Japanese Laid-Open Patent Application No. JP2003-341115, the entire disclosure of which is hereby incorporated by reference, discloses a structure that circulates air in an image forming apparatus with a fan to cool a TPH. However, circulating air within an image forming apparatus is not as efficient as directly supplying air to cool the TPH.
Japanese Laid-Open Patent Application No. JP2001-260479, the entire disclosure of which is hereby incorporated by reference, discloses a fan installed above a TPH to directly supply air to cool the TPH. Some thermal printers, however, rotate the TPH between two positions to print on first and second surfaces of a printing medium. The disclosed structure is not suitable for use with such a thermal printer.
Accordingly, there is a need for an improved apparatus for cooling a TPH, and an image forming apparatus employing the same.

SUMMARY OF THE INVENTION

An aspect of the present invention is to solve at least the above problems and/or disadvantages and to provide at least the advantages described below.

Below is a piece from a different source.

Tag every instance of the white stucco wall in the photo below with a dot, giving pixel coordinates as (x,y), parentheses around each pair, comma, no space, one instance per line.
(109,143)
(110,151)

Accordingly, an aspect of the present invention is to provide a thermal image forming apparatus which can quickly and uniformly cool a thermal printing head (TPH).
According to an aspect of the present invention, a thermal image forming apparatus comprises a thermal printing head that is moved between first and second positions to face first and second surfaces of paper, respectively, a heat sink combined with the thermal printing head, and a cooling fan installed in the heat sink.
The cooling fan may be installed in the center portion of the heat sink. The heat sink may have a plurality of cooling fins extending in a lengthwise direction of the heat sink.
The thermal image forming apparatus may further comprise a platen facing the TPH and supporting the paper, wherein the TPH is rotated on the platen to be moved to the first and second positions.

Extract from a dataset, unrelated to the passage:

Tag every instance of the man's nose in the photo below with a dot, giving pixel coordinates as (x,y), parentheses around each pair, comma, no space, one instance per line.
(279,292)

BRIEF DESCRIPTION OF THE DRAWINGS

The above and other objects, features, and advantages of certain embodiments of the present invention will be more apparent from the following description taken in conjunction with the accompanying drawings, in which:
FIGS. 1 and 2 are cross-sectional views of an image forming apparatus according to an embodiment of the present invention;
FIGS. 3A through 3F are diagrams illustrating an image forming process of the image forming apparatus according to an embodiment of the present invention;
FIG. 4 is a cross-sectional view of an example of paper used in an embodiment of the present invention;
FIG. 5 is a perspective view of a heat sink and a cooling fan;
FIG. 6 is a perspective view schematically illustrating the image forming apparatus disclosed in Korean Patent Application No. 2004-42504;
FIG. 7 is a cross-sectional view taken along line I-I′ of FIG. 6;
FIG. 8 is an exploded perspective view illustrating in detail a rotation structure of a thermal printing head (TPH); and
FIGS. 9A through 9I are diagrams illustrating the rotating operation of the TPH.
Throughout the drawings, the same drawing reference numerals will be understood to refer to the same elements, features, and structures.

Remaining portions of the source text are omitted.